The goal of this research is to advance EB technologies by increasing the fundamental understanding of the effects of energy deposition and process conditions on kinetics and material properties. To meet this goal, the following four key topics will be pursued collaboratively: (1) compare conversion of EB-cured and UV-cured materials; (2) compare physical properties of EB-cured, UV-cured, and thermally cured materials; (3) develop EB-cured resin formulations requiring little or no nitrogen inerting; and (4) correlate monomer structure with EB dose rate. Conversions as a function of depth will be measured using Raman confocal microscopy to demonstrate the effects of radiation penetration and nitrogen inerting. Molecular weight distributions (for linear polymers), cross-linking density (for polymer networks), and polymer modulus will be measured using gel permeation chromatography and dynamic mechanical analysis to demonstrate the impact of initiation mechanism, monomer structures, and process parameters on polymer physical properties. Epoxide/acrylate and thiol/acrylate systems will be explored to mitigate oxygen inhibition. The results of these studies will provide an improved understanding of both the EB-curing process and the properties of the resulting polymers. This understanding will facilitate the extension of EB technologies to a wider range of applications, including high-performance materials and three-dimensional parts.

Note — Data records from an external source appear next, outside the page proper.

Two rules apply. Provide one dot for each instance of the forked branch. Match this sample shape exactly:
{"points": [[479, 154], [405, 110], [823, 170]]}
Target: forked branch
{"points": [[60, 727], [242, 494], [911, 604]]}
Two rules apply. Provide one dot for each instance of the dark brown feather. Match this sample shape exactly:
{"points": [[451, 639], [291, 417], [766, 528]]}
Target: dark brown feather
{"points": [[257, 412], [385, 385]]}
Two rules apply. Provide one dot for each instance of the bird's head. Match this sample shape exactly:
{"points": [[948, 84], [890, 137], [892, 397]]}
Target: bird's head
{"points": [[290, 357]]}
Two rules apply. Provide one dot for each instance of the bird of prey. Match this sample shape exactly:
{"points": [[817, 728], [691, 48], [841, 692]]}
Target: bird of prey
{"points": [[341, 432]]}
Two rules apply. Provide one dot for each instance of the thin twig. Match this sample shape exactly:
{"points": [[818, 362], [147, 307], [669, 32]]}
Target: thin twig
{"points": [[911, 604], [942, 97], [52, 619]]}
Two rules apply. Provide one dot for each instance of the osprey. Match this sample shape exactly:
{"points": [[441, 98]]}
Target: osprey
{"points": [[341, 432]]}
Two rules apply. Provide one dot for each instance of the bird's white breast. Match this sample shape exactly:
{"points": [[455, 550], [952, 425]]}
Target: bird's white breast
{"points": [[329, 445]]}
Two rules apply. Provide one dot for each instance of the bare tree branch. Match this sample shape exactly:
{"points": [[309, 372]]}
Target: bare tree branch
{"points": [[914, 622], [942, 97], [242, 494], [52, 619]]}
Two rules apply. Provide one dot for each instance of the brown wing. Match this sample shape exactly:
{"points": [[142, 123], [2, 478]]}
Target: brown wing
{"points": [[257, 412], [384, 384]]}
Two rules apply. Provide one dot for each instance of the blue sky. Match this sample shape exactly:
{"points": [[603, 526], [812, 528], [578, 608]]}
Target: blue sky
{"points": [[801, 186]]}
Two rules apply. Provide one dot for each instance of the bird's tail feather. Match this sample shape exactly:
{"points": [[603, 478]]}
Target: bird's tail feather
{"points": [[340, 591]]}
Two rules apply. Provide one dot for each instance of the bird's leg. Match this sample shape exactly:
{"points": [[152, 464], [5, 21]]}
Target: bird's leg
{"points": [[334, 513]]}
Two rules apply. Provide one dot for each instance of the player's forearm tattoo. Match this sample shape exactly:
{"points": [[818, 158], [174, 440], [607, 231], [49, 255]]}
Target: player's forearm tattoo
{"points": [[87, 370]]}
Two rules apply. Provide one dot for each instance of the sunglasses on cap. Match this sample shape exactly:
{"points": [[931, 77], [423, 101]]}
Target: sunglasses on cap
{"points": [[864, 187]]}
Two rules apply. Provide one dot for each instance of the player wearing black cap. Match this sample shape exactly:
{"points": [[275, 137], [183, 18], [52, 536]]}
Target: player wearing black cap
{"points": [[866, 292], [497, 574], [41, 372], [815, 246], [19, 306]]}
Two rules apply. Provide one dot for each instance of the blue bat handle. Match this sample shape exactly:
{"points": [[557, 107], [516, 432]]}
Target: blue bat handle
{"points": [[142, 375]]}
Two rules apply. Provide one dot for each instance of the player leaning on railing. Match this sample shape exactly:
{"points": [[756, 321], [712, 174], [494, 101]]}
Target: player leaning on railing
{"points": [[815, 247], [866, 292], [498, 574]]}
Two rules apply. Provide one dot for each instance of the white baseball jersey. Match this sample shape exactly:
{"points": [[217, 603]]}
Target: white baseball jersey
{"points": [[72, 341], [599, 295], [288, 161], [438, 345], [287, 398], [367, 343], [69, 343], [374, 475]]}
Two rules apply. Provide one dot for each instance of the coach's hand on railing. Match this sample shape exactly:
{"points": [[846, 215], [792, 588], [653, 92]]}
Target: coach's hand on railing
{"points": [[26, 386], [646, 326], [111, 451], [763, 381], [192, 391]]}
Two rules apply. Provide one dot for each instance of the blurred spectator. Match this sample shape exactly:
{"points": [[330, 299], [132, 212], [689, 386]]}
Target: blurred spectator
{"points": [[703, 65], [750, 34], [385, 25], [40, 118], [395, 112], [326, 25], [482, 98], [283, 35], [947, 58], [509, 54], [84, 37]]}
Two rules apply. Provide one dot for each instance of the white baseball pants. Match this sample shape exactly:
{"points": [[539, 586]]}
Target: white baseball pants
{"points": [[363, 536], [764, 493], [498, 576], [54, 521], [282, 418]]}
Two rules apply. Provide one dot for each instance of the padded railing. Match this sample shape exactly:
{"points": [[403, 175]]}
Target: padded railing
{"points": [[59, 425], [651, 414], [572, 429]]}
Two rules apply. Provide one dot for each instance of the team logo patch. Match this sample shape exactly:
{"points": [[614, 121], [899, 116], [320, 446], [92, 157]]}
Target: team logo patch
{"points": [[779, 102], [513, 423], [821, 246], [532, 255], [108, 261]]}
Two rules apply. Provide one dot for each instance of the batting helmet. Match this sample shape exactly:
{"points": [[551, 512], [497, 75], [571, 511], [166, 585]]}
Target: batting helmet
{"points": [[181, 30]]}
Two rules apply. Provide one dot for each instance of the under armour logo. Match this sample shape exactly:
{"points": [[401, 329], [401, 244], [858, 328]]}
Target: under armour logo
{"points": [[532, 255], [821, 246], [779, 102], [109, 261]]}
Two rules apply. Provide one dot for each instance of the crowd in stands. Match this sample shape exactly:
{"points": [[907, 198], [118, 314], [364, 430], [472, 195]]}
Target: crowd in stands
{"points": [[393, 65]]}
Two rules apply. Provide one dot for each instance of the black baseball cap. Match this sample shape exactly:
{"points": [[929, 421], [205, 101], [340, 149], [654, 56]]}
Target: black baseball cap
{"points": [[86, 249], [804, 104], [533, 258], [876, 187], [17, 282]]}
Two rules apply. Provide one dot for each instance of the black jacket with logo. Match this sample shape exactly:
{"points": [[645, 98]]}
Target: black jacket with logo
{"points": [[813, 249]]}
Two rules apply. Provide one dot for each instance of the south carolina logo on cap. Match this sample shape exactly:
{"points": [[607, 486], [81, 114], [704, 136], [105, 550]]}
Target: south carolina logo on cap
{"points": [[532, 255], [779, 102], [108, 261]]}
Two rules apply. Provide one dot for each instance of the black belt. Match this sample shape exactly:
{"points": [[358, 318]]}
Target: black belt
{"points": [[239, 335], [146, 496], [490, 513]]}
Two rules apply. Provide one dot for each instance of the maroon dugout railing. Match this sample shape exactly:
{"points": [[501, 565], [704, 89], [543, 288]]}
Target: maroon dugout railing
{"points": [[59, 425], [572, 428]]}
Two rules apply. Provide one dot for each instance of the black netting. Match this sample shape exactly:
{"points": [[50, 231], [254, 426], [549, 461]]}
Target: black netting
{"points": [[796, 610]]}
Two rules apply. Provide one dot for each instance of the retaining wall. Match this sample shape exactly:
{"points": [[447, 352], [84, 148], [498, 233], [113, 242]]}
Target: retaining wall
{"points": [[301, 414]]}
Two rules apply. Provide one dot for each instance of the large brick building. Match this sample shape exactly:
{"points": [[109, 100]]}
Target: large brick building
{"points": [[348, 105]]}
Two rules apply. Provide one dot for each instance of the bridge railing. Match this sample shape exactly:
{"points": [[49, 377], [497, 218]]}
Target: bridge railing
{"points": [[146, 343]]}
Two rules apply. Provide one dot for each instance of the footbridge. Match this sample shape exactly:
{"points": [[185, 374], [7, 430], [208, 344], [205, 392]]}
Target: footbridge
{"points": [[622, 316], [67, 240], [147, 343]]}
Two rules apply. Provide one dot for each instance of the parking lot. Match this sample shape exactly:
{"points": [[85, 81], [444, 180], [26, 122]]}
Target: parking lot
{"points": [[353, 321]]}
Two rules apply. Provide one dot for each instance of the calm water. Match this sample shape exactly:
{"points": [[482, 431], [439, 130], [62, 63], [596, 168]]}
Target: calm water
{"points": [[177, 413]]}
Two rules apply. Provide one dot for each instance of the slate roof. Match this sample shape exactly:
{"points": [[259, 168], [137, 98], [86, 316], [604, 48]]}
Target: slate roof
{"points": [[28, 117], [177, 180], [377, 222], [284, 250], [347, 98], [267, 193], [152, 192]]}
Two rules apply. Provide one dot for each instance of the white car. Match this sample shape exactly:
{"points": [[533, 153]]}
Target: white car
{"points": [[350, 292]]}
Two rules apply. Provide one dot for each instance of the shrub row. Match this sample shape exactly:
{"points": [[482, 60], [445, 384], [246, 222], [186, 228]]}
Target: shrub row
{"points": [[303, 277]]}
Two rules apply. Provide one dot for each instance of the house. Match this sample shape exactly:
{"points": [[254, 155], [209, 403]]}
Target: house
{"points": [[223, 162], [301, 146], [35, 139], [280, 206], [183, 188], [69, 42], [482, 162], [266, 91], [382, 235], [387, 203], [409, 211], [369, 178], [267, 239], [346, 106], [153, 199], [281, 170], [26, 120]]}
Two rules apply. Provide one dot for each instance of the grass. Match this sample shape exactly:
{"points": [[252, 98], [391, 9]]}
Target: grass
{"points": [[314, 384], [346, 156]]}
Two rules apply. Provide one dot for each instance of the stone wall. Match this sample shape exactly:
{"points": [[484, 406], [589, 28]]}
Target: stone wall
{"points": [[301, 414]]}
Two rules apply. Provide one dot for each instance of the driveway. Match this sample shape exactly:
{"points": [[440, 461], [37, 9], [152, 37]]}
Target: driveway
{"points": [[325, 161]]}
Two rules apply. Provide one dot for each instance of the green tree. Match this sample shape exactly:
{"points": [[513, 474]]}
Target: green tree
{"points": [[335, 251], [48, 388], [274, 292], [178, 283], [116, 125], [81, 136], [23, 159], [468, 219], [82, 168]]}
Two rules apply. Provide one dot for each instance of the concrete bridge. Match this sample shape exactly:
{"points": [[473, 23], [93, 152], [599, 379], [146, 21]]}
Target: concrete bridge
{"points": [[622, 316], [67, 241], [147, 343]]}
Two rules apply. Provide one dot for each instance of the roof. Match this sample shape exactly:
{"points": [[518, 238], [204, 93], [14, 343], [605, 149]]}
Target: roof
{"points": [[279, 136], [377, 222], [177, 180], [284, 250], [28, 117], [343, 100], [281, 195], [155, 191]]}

Broader Impacts. This advanced characterization of the EB-curing process and the resulting polymer materials will provide a level of understanding of EB-cured systems significantly beyond what is currently available. This knowledge will provide a basis for expanding the applications of EB technologies, especially in the film, coating, adhesives, and composites industries. Results of this research will facilitate establishment of the US at the forefront of EB technologies, increase export opportunities for equipment and products, and provide new jobs as the EB industry expands. This research program will also have a direct impact on the educational experience of students at various levels. Students in engineering and science will benefit from a polymer science course series that will incorporate research results from this project. Several undergraduate and high-school students will be invited to participate in portions of this research, and two graduate students will focus their efforts on investigating these EB-curing systems. Furthermore, through established recruitment and outreach strategies, underrepresented females and minorities will be encouraged to participate in this research. Seminars on EB technology advancements will be held at the UI and PCT, and EB-related symposia will be organized at RadTech 2016, Photopolymerization Fundamentals 2014, and ACS national meetings.
Measurable Industrial Collaboration. PCT will provide EB training, access to its EB pilot line for curing studies, and internship opportunities. PCT will also advise UI researchers on industry needs, help set project milestones and deliverables, and monitor the progress of the studies. Dr. Lapin will serve as a co-advisor for the graduate student committees and will assist in organizing local and national symposia relating to EB technology and its use.